The report repeatedly blasts departing CIA Director George Tenet, accusing him of skewing advice to top policy-makers with the CIA's view and elbowing out dissenting views from other intelligence agencies overseen by the State or Defense departments. It faults Tenet for not personally reviewing President George W. Bush's 2003 State of the Union address, which contained since-discredited references to Iraq's attempts to purchase uranium in Africa.

White House spokesman, Scott McClellan, traveling with President Bush on a campaign trip Friday, said the committee's report essentially "agrees with what we have said, which is we need to take steps to continue strengthening and reforming our intelligence capabilities so we are prepared to meet the new threats that we face in this day and age."

Tenet has resigned and leaves office Sunday.

Intelligence analysts worked from the assumption that Iraq had chemical and biological weapons and was seeking to make more, as well as trying to revive a nuclear weapons program. Instead, investigations after the Iraq invasion have shown that Iraqi dictator Saddam Hussein had no nuclear weapons program and no biological weapons, and only small amounts of chemical weapons have been found.

Analysts ignored or discounted conflicting information because of their assumptions that Iraq had weapons of mass destruction, the report says.

"This 'group think' dynamic led Intelligence Community analysts, collectors and managers to both interpret ambiguous evidence as conclusively indicative of a WMD program as well as ignore or minimize evidence that Iraq did not have active and expanding weapons of mass destruction programs," the report concludes.

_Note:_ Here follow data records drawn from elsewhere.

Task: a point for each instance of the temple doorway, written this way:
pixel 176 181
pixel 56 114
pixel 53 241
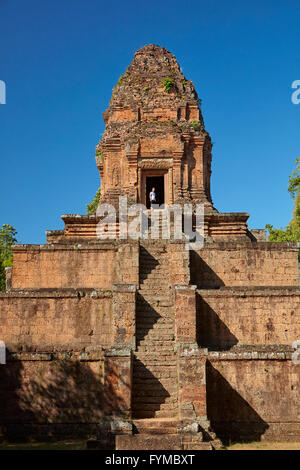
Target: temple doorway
pixel 156 182
pixel 158 179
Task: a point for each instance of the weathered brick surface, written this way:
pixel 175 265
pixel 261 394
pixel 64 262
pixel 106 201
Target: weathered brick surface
pixel 56 319
pixel 254 399
pixel 245 264
pixel 191 383
pixel 247 316
pixel 63 267
pixel 62 394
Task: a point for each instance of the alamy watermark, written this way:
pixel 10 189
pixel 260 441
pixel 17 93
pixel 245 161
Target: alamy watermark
pixel 2 353
pixel 296 94
pixel 171 221
pixel 296 353
pixel 2 92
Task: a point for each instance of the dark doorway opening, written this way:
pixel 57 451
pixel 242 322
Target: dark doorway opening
pixel 156 182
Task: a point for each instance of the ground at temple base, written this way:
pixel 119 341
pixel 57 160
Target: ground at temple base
pixel 81 445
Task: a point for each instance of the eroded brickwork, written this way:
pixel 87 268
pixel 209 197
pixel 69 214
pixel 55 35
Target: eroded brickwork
pixel 144 340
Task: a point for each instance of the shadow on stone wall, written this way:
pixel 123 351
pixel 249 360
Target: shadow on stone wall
pixel 146 388
pixel 230 415
pixel 212 333
pixel 146 317
pixel 55 399
pixel 202 275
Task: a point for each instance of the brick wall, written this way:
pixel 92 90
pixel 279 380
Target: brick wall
pixel 56 319
pixel 61 395
pixel 245 264
pixel 227 317
pixel 63 266
pixel 254 399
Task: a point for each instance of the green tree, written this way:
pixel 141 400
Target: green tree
pixel 92 206
pixel 292 232
pixel 7 239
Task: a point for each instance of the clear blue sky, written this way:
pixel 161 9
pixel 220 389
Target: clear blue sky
pixel 61 58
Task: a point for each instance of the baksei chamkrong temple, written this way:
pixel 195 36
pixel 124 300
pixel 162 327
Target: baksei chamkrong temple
pixel 142 344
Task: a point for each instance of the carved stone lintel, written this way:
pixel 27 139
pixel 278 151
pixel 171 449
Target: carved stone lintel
pixel 155 164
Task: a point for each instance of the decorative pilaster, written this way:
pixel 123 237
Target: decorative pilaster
pixel 124 310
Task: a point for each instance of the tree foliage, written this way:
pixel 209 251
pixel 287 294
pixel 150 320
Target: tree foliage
pixel 7 239
pixel 292 232
pixel 92 206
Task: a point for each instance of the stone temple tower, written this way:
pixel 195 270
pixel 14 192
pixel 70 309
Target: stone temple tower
pixel 139 342
pixel 155 135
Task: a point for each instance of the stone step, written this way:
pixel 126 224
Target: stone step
pixel 157 374
pixel 165 384
pixel 158 400
pixel 160 358
pixel 154 369
pixel 153 414
pixel 159 348
pixel 148 406
pixel 149 441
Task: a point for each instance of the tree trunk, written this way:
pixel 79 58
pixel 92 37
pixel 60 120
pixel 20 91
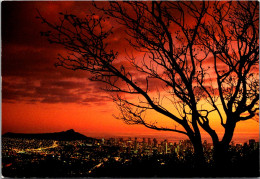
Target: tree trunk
pixel 221 157
pixel 198 152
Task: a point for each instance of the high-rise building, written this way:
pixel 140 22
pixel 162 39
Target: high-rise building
pixel 155 142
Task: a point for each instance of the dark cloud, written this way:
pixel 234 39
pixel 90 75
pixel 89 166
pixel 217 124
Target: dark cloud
pixel 56 91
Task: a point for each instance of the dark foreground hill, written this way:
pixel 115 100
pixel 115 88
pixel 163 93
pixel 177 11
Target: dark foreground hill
pixel 68 135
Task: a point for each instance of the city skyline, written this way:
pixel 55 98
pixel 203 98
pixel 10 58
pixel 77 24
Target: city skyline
pixel 37 97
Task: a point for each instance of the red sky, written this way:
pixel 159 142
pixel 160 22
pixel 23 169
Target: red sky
pixel 37 97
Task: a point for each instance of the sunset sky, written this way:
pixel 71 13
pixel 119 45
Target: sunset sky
pixel 38 97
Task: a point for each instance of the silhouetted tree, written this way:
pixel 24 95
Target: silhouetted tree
pixel 205 55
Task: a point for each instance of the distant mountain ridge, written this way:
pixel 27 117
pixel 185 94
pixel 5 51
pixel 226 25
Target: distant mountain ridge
pixel 68 135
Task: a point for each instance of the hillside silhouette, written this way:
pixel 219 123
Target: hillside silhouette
pixel 68 135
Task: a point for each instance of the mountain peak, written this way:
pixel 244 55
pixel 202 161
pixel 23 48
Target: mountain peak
pixel 70 131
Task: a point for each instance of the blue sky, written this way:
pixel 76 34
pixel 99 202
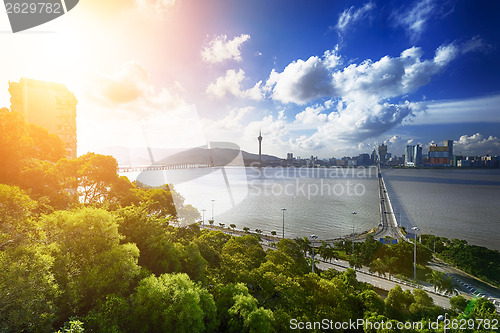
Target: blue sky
pixel 318 77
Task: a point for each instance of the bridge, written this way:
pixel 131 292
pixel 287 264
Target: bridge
pixel 388 226
pixel 175 166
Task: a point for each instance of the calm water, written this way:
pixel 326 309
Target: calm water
pixel 317 201
pixel 452 203
pixel 461 204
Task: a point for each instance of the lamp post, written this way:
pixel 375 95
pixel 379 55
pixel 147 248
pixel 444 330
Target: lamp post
pixel 213 209
pixel 283 209
pixel 443 318
pixel 415 229
pixel 313 237
pixel 353 213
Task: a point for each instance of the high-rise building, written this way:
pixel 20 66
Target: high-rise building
pixel 374 157
pixel 49 105
pixel 382 153
pixel 413 155
pixel 364 159
pixel 260 147
pixel 441 155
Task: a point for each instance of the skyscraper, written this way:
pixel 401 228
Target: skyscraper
pixel 49 105
pixel 382 152
pixel 260 148
pixel 413 155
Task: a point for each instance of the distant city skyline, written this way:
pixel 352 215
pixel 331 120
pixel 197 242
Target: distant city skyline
pixel 322 78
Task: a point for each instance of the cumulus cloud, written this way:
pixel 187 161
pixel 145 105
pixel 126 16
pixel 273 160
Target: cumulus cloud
pixel 220 49
pixel 127 85
pixel 416 18
pixel 352 15
pixel 362 98
pixel 232 121
pixel 162 6
pixel 274 130
pixel 477 144
pixel 311 115
pixel 230 84
pixel 303 81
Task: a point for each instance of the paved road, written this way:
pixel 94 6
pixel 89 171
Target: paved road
pixel 364 276
pixel 466 284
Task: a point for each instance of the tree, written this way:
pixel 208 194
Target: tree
pixel 239 256
pixel 378 266
pixel 458 303
pixel 14 145
pixel 238 311
pixel 46 146
pixel 398 303
pixel 15 209
pixel 28 290
pixel 355 262
pixel 90 262
pixel 173 303
pixel 304 244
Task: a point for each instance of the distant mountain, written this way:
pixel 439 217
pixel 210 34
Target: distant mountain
pixel 225 154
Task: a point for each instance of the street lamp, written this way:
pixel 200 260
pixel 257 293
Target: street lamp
pixel 203 219
pixel 283 209
pixel 213 210
pixel 353 213
pixel 443 318
pixel 313 237
pixel 415 229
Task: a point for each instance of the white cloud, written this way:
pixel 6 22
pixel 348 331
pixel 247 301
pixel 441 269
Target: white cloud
pixel 352 15
pixel 415 19
pixel 311 115
pixel 230 84
pixel 126 109
pixel 232 121
pixel 476 144
pixel 220 49
pixel 274 130
pixel 481 109
pixel 360 104
pixel 302 81
pixel 162 6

Such assumptions also led analysts to inflate snippets of questionable information into broad declarations that Iraq had chemical and biological weapons, the report says.

For example, speculation that the presence of one specialized truck could mean an effort to transfer chemical weapons was puffed up into a conclusion that Iraq was actively making chemical weapons, the report says.

Analysts also concluded that Iraq had a mobile biological weapons program based mainly on the since-discredited claims of one Iraqi defector code-named "Curve Ball," it says. American agents did not have direct access to Curve Ball or his debriefers, but the source's information was expanded into the conclusion that Iraq had an advanced and active biological weapons program, the report says.

Before the war, British Prime Minister Blair was adamant that Saddam Hussein possessed stockpiles of weapons of mass destruction.

"What I believe the assessed intelligence has established beyond doubt is that Saddam has continued to produce chemical and biological weapons, that he continues in his efforts to develop nuclear weapons," he wrote in a foreward to a September 2002 intelligence dossier, used by the government as it built its case for war.

According to British press reports, the inquiry will conclude that intelligence claiming that Iraq could launch chemical weapons on 45 minutes' notice — known to be from a single source — was vague and poorly sourced.

The British government has declined to comment.